The message which emerged across all three presentations was that neither fats nor carbohydrates was exclusively to blame for obesity and associated metabolic disorders. Rather, carbohydrates and fats work together, especially in the context of a highly-processed diet, which seems to prompt spiking insulin levels, overeating and weight gain. (Protein, the other macronutrient, escaped blame entirely.)

What does this all mean for the treatment of metabolic disease? Dr. Hallberg asserted that, while humans can tolerate high levels of minimally processed carbohydrates, “Once you have metabolic disease, if you want to control the existing disease, our options shrink to a low-carbohydrate, high-fat intake.” 

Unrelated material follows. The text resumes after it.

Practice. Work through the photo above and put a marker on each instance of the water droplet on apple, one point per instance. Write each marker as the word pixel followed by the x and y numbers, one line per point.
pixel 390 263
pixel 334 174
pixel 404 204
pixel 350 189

Dr. Corkey also largely approved of the low-carb approach to metabolic disease, declaring that there was “no valid support for any level of carbohydrate intake in diabetes… You can eliminate carbs without causing harm. You can’t eliminate fats or protein.”

Pointing to a recent study that showed that 88% of American adults have some form of metabolic dysfunction, Dr. Hallberg stated that “most of us right now need to be consuming on the lower-carb, higher-fat end of the spectrum.”